Anyway, the following code in Julia is sufficient for my case, not necessarily holistic enough for all situations and for everyone's case.
using DataFrames
using CairoMakie
using Random
function allpairs(n::Int)
arr = collect(Iterators.product(1:n, 1:n))
row, col = size(arr)
combo = []
for r ∈ 1:row-1, c ∈ (r + 1):col
push!(combo, arr[r, c])
end
combo
end
angle(x, y) = atan(y[2] - y[1], x[2] - x[1])
dist(x, y) = sqrt((x[2] - x[1])^2 + (y[2] - y[1])^2)

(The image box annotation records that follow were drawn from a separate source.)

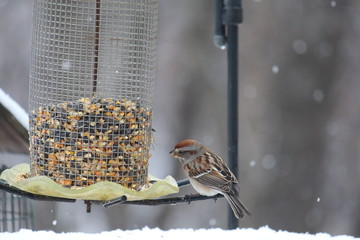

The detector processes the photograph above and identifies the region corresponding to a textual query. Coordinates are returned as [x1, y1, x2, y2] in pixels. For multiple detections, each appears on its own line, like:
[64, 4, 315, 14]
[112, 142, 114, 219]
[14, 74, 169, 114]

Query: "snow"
[0, 227, 360, 240]
[0, 88, 29, 130]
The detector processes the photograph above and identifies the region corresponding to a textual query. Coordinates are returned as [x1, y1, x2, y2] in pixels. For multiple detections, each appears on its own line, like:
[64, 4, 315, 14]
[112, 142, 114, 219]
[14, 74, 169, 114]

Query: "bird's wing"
[184, 153, 238, 192]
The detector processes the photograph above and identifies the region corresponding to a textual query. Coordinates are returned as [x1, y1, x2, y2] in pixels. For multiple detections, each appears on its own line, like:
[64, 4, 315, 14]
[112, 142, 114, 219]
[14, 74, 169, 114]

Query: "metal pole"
[222, 0, 243, 229]
[227, 23, 239, 229]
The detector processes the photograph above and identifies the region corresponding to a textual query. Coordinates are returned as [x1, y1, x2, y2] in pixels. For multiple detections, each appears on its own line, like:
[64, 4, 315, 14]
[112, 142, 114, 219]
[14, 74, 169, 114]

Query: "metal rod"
[222, 0, 243, 229]
[103, 194, 224, 207]
[228, 23, 239, 229]
[93, 0, 101, 97]
[213, 0, 226, 49]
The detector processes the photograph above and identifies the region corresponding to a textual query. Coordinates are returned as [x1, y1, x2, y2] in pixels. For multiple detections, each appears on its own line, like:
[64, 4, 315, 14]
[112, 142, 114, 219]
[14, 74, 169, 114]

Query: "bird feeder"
[29, 0, 158, 190]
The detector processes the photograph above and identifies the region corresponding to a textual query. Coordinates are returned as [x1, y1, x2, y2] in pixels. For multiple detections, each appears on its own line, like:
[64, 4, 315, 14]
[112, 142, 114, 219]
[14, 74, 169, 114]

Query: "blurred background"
[0, 0, 360, 236]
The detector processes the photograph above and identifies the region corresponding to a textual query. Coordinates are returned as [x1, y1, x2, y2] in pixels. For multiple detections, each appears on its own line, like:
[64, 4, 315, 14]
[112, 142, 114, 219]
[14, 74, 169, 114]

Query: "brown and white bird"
[170, 139, 252, 219]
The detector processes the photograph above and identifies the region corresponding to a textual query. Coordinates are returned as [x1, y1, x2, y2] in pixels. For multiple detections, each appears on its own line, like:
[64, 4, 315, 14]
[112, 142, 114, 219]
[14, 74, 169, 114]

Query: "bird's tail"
[224, 193, 252, 219]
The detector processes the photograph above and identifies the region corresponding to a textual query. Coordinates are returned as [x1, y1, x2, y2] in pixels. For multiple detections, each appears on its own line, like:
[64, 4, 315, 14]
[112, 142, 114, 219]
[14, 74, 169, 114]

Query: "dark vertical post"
[227, 26, 239, 229]
[222, 0, 243, 229]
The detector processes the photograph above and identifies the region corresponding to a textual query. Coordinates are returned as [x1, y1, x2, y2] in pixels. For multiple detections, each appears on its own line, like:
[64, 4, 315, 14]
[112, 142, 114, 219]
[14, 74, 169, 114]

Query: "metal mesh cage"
[29, 0, 158, 190]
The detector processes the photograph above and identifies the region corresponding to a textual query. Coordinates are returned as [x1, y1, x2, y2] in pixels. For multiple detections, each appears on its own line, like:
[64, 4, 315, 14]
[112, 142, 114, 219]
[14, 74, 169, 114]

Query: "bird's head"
[170, 139, 206, 163]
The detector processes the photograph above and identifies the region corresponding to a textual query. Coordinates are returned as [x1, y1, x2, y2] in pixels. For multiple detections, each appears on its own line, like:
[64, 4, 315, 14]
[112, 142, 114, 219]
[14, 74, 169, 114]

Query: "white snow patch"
[292, 39, 307, 55]
[271, 65, 279, 74]
[0, 227, 359, 240]
[0, 88, 29, 130]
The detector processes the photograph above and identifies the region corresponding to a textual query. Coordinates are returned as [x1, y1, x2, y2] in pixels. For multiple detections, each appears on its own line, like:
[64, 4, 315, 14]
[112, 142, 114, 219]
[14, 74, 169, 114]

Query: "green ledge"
[0, 163, 179, 201]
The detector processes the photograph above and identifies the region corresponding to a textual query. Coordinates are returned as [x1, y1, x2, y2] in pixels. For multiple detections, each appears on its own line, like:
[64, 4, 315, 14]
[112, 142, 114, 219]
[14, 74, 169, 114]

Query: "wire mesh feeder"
[0, 166, 34, 232]
[29, 0, 158, 190]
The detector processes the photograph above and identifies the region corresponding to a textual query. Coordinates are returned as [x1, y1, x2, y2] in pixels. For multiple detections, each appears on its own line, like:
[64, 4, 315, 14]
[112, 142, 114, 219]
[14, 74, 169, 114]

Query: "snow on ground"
[0, 88, 29, 130]
[0, 227, 360, 240]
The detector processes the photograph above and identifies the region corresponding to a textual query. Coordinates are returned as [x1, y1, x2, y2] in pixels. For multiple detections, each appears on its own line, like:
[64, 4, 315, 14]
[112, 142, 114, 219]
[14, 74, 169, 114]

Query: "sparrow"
[170, 139, 252, 219]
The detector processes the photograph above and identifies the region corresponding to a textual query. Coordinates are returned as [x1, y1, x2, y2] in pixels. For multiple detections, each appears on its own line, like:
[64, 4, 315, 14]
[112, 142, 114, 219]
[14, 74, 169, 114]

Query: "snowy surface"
[0, 88, 29, 130]
[0, 227, 360, 240]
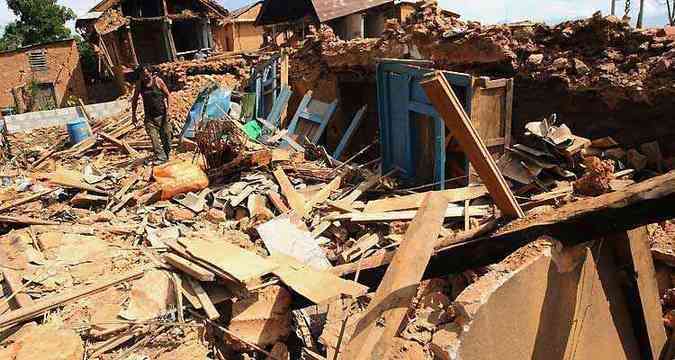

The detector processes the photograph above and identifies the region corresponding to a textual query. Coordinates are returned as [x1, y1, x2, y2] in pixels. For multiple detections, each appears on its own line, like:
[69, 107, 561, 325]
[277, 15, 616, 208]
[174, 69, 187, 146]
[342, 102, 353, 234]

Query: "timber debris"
[0, 2, 675, 360]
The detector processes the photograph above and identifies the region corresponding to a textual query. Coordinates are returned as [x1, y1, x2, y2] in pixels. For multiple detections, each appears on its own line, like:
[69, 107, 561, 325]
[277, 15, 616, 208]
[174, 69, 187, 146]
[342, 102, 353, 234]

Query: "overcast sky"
[0, 0, 667, 27]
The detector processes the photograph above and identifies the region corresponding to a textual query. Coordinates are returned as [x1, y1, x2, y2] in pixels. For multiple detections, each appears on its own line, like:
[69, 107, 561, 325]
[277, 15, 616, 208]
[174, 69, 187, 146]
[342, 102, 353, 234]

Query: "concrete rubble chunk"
[225, 286, 291, 346]
[431, 238, 640, 359]
[120, 270, 176, 321]
[0, 324, 84, 360]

function label_dist(x, y, δw, δh)
x1, x2 = x[1], x[2]
y1, y2 = y[1], y[2]
x1b, x2b = x1 + δw, x2 + δw
y1b, y2b = y1 + δh, y2 + δh
left = x2b < x1
right = x1b < x2
bottom = y2b < y1
top = y1b < y2
d = top && left ? dist((x1, x2b), (y1b, y2)) :
left && bottom ? dist((x1, x2b), (y1, y2b)) :
bottom && right ? dist((x1b, x2), (y1, y2b)) :
right && top ? dist((x1b, x2), (y1b, y2)) :
left ? x1 - x2b :
right ? x2 - x1b :
bottom ? y1 - y2b :
top ? y2 - y1b :
0.0
d
end
function shift!(x, y, idx, r, angle)
x[idx[1]] -= r * cos(angle)
y[idx[1]] -= r * sin(angle)
x[idx[2]] += r * cos(angle)
y[idx[2]] += r * sin(angle)
end
function label_pos(x, y; # label positions (original/untransformed scale)
min_dist=0.002, # min. distance between labels (on a 0-1 scale)
shift_size=0.002, # distance to shift labels (on a 0-1 scale)
width=0.05, # width of label (on a 0-1 scale)
height=0.03, # height of label (on a 0-1 scale)
attempts::Int=100) # no. of tries to place labels
xlims = extrema(x)
Δx = xlims[2] - xlims[1]
ylims = extrema(y)
Δy = ylims[2] - ylims[1]
xt = (x .- xlims[1]) ./ Δx # map to a 0-1 scale
yt = (y .- ylims[1]) ./ Δy
combo = allpairs(length(xt))
iter = true
i = 1
while iter
pts = map(combo) do p
idx = [p[1], p[2]]
d = label_dist(xt[idx], yt[idx], width, height)
θ = angle(xt[idx], yt[idx])
(idx=idx, dist=d, angle=θ)
end
pos = findall(p -> p.dist < min_dist, pts)
foreach(p -> shift!(xt, yt, p.idx, shift_size, p.angle), pts[pos])
i += 1
iter = (i <= attempts) && !isempty(pos)
end
xt = xt .* Δx .+ xlims[1] # revert to original scale
yt = yt .* Δy .+ ylims[1]
(; x=xt, y=yt)
end
xlims = (0, 1)
ylims = (-10, 10)
Δxl = xlims[2] - xlims[1]
Δyl = ylims[2] - ylims[1]
n = 150 # no. of points to generate
seed = 392348
Random.seed!(seed)
xs = xlims[1] .+ rand(n) .* Δxl
ys = ylims[1] .+ rand(n) .* Δyl
labels = map(i -> "$i", eachindex(xs))
xt = xs[:]
yt = ys[:]
xt2 = xs[:]
yt2 = ys[:]
xt, yt = label_pos(xt, yt)
xlims2 = (xlims[1] - Δxl * 0.05, xlims[2] + Δxl * 0.05)
ylims2 = (ylims[1] - Δyl * 0.05, ylims[2] + Δyl * 0.05)
fig = Figure(resolution=(600,1200)) # must be square and preferably >500 px
axs = Axis(fig[1,1])
scatter!(axs, xs, ys, marker=:circle, markersize=5, color=:red)
axs.title = "non-overlap label placement"
foreach(eachindex(labels)) do i
text!(axs, position=(xt[i], yt[i]), labels[i], textsize=15, align=(:right, :bottom))
end
axs2 = Axis(fig[2,1])
scatter!(axs2, xs, ys, marker=:circle, markersize=5, color=:red)
axs2.title = "default label placement"
limits!(axs, xlims2, ylims2)
limits!(axs2, xlims2, ylims2)
foreach(eachindex(labels)) do i
text!(axs2, position=(xt2[i], yt2[i]), labels[i], textsize=15, align=(:right, :bottom))
end
display(fig)
The code produces the following 2 charts:

It is hardly near perfect or optimized, but it teases apart the labels far enough, so that I can save the figures as SVG, then use a vector drawing app to manually adjust the labels, where needed.
This is a start, as I am sure cleverer people can optimize this code. I hope this will be helpful to others.